A president and his famous nemesis

The epic Bill Clinton-Ken Starr battle created fault lines in U.S. life that still reverberate

A president and his famous nemesis

The impeachment trial of U.S. President Bill Clinton 11 years ago now seems an oh-so-last-century drama in ways more profound than the merely chronological. Before 9/11, before the financial meltdown of 2008—and the new set of American obsessions they spawned—politics in an at-peace and prosperous U.S. turned on a crisis that unfolded as political theatre. Slow moving, long running, and—for most Americans—pain-in-the-frontal-lobes-inducing, the epic battle between Clinton and his nemesis, independent counsel Ken Starr, had something to appall everyone. Key components ran the gamut from the incomprehensible (the murky Whitewater land deal), to the tragic (the suicide of White House deputy counsel Vincent Foster) to the tawdry (the semen-stained blue dress) to the farcical (the chief executive’s alleged genital peculiarity) to the bewilderingly existential: in the end, it all depended, as Clinton once desperately tried to explain, on “what the meaning of the word ‘is’ is.”

But however ancient the story now appears, The Death of American Virtue, law professor Ken Gormley’s massive reconstruction of events, demonstrates how the impeachment saga created crucial fault lines in U.S. life that still reverberate, notably the venomously personal tone of American politics. Three separate freight trains had to smash into one another to propel Clinton to trial: Whitewater, the private lawsuit filed by Paula Jones alleging sexual harassment by Clinton when he was still Arkansas governor (it was Jones who swore his penis was “crooked”), and the president’s dalliance with White House intern Monica Lewinsky. As Gormley sets out, in almost mind-numbing detail, it required a barely credible series of coincidences and poor ad hoc decisions on both sides to permit those trains to collide.
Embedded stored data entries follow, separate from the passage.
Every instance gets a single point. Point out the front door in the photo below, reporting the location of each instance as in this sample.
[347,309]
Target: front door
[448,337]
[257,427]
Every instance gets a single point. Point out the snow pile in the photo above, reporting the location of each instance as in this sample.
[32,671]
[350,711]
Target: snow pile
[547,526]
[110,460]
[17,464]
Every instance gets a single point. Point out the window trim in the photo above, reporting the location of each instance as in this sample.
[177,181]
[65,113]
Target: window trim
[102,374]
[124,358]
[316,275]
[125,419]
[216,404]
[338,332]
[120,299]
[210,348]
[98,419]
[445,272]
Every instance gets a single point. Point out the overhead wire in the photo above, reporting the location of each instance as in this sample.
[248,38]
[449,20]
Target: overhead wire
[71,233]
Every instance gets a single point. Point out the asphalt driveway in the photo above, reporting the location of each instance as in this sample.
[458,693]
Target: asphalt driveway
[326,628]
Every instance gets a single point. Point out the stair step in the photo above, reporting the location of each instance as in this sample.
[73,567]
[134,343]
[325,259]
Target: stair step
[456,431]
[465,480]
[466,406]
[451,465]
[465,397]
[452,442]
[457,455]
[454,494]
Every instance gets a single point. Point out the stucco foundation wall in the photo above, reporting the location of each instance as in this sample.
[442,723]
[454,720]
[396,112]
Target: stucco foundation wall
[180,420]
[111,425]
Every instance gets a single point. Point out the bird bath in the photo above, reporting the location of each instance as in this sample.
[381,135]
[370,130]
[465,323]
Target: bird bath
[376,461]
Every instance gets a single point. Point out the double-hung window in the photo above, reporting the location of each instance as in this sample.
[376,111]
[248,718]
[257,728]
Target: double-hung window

Starr’s investigation of Whitewater was petering out by 1997, at least in terms of pinning something on a Clinton (Bill or Hillary), and he announced in February that he was stepping down. But Starr’s own staff rose in revolt, and what Hillary Clinton later called “the vast right-wing conspiracy” swung into action, as conservatives in the media lambasted the prosecutor for cowardice and lack of moral fibre. Starr retracted his resignation, and set his investigation on a new track, into a search for women who had had affairs with Clinton. Clinton and his supporters viewed the new tack as a politically motivated witch hunt into his private life, while Starr defended it as an attempt to leave no stone unturned.

The change in prosecutorial tactics brought the hitherto unrelated Jones lawsuit into play. That was a case a judge later dismissed, because Arkansas state employee Jones could not show any harm to her career from refusing the governor’s supposed advances, something needed to prove a harassment charge. (It was also, Gormley implies, possibly without any factual basis—“confidential sources,” he writes, assure him Clinton’s genitalia are perfectly regular.) Regardless of the merits of the case, launched in 1994, Clinton had an early opportunity to dispose of it merely by apologizing—as opposed to the $850,000 he later paid. But he stonewalled Jones to keep the case quiet until after his re-election in 1996, thereby allowing it to linger until Starr focused on it. And, crucially, to stay alive until after Clinton’s affair with Lewinsky—the impeachment charges of perjury and obstruction of justice rose from denials of sexual relations with Lewinsky that he made under oath while testifying in the Jones case.

Eventually the entire country knew its president had lied to a jury, to his wife and daughter, and to them. The burning national question was what to do about it, what punishment fit this crime? Millions of Americans were revolted by the revelations and what they saw as a literal desecration of the Oval Office, but millions more saw Starr as Cotton Mather reborn, a sex-obsessed Puritan inquisitor bent on destroying a public official for his private sins. Starr’s outraged congressional supporters thought they finally had proof of Clinton’s rotten moral character, and a clear-cut case of a president perjuring himself. But throughout Clinton’s month-long trial in the Senate, senators wrestled with the stubborn fact that more than two-thirds of Americans—whatever they may have thought of Clinton’s actions—did not want to see their president thrown from office for lying about an affair.

Clinton was acquitted, but the bitterness—and the utterly divergent world views—still linger on both sides of the political divide.